“If the church is to be any sort of counter-cultural movement, if it is to have any effective witness to a watching, suspicious world, it better be able to model what it means to love someone who vehemently disagrees with you on a whole range of cultural and political matters.”
I entreat Euodia and I entreat Syntyche to agree in the Lord…whose names are in the book of life. (Phil 4)
The turn of politics in the West clearly shows that that Christians who aren’t on the same page politically better recognize they’re in the same book. If they don’t then there’s a shameful schism coming to the church that will expose how in thrall we are to earthly politics as our true hope.
If my Facebook page is telling me anything these past days (indeed the past six to twelve months), it’s this: Many Christians are dangerously close to aping the partisanship of the world when it comes to how they view those who disagree with them politically.
The age of respectful discourse is pretty much over in the public political square. That much seems clear. And it won’t be coming back any time soon. That too is clear. Where it bottoms out we can’t tell, but at the moment the aim of the game seems to be to see how one can despise and scorn those who hold opposing views.

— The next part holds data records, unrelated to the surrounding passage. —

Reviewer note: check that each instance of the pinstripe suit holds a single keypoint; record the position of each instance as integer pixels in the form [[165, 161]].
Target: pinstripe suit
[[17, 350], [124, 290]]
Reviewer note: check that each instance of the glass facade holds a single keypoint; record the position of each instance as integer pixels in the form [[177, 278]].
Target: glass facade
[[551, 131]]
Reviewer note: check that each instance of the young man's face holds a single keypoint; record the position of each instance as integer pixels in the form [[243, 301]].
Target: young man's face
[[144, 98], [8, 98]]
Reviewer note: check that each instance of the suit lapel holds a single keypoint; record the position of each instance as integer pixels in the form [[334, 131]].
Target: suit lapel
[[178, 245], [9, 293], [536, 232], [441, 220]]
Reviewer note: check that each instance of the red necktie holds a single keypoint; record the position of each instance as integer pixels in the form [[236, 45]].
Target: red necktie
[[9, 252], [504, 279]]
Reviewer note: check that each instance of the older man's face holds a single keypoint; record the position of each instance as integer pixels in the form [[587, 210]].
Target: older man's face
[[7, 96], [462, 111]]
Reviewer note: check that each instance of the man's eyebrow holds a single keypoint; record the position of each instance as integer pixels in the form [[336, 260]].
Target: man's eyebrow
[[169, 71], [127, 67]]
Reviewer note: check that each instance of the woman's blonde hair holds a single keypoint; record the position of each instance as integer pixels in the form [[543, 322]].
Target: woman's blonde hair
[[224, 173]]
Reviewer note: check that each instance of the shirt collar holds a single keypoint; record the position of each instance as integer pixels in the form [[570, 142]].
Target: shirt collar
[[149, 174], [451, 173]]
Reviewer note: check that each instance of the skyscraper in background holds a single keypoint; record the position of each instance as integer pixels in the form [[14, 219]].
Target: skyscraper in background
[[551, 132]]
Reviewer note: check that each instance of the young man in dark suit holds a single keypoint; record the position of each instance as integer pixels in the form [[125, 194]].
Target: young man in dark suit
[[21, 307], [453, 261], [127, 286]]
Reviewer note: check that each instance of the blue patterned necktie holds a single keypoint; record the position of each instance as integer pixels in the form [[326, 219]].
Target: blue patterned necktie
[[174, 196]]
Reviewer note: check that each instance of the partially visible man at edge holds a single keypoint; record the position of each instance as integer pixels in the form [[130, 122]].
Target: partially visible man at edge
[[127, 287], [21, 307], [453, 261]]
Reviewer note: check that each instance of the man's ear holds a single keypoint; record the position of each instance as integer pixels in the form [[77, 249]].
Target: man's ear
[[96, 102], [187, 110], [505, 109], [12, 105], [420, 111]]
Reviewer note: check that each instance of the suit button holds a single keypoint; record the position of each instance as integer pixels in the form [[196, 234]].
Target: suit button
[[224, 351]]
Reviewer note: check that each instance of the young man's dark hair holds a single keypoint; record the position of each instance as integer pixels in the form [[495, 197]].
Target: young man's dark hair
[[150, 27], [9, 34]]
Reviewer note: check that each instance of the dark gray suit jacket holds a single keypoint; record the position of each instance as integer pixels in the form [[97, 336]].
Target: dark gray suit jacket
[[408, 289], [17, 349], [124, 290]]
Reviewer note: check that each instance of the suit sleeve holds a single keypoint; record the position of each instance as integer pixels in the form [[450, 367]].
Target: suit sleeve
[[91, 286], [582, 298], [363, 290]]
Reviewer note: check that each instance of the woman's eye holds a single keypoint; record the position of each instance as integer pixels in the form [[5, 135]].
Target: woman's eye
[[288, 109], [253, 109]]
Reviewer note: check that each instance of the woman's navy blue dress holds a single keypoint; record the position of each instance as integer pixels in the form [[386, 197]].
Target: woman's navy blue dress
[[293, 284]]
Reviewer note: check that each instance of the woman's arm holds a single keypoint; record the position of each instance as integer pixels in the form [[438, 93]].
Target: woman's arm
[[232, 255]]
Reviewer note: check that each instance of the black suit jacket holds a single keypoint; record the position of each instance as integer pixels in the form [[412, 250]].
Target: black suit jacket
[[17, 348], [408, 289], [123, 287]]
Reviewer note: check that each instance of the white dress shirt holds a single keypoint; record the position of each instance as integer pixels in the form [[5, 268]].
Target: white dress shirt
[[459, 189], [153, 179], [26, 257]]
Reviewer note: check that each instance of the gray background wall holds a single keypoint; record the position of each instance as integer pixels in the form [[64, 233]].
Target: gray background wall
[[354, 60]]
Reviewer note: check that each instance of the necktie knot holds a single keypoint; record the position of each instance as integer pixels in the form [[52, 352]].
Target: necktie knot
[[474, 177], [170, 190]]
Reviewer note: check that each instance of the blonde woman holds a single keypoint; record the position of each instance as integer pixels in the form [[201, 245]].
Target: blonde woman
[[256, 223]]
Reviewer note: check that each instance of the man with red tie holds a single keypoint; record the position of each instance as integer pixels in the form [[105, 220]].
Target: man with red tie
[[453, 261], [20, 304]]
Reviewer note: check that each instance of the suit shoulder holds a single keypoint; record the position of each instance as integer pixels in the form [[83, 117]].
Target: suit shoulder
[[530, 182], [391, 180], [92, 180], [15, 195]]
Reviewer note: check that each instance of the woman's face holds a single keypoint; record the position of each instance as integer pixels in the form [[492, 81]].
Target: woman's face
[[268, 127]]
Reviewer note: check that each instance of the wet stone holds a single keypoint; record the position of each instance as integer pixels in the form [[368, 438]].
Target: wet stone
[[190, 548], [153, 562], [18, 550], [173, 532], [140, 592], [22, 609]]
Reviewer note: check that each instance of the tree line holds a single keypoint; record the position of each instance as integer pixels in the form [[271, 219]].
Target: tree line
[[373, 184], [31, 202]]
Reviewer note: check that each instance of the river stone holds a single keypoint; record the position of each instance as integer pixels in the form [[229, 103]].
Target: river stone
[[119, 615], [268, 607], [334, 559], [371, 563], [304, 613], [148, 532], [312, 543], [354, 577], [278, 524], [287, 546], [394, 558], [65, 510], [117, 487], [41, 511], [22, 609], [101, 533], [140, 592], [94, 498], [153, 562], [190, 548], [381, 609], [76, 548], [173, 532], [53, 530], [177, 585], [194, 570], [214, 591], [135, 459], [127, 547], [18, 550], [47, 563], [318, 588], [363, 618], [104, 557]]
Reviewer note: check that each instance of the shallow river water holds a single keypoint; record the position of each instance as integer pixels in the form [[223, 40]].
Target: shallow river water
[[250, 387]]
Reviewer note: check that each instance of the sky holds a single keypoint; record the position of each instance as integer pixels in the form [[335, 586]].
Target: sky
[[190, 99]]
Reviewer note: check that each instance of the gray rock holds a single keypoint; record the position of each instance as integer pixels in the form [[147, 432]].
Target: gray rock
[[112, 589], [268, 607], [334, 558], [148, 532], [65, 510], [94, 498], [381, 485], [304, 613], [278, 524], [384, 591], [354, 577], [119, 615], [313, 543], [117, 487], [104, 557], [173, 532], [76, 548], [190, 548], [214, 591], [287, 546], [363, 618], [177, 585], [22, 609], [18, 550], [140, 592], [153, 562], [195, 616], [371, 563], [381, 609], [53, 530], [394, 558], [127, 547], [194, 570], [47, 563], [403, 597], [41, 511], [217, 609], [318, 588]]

And Christians, in line with other cultural drifts, are heading right over that precipice not simply in their engagement with the secular world, but with fellow believers.
Don’t believe me? Then if you’re a Christian posting anti-Trump messages on Facebook, how do you feel about those Christians who are glad he’s President because he going to slow down the gleeful shut down of the Christian voice by a liberal agenda? Or because Clinton’s views on abortion negate the idea that all human life is sacred?
And if you’re a Christian posting pro-Trump messages on Facebook, how do you feel about those Christian women who are marching against him because of his dreadful moral character and sexually degrading statements? Or because Trump’s view on immigrants is dog-whistling?
And what if those people were in the same church? Well, we can sort that out can’t we? We can change churches until we find one that’s reflective of all our political persuasions. Just like Paul told opposing factions to do – Jew (weak) and Gentile (strong), in Romans, or perhaps even to the two ladies quoted in Philippians 4 who are at each others’ throats; Euodia and Syntyche.
Except he didn’t. He wouldn’t. He can’t. Not because he can’t, but because the gospel of King Jesus won’t let him. The gospel that brought an end to the enmity between God and humanity brought, as a byproduct, an end to the enmity between humanity and humanity. Pure and simple.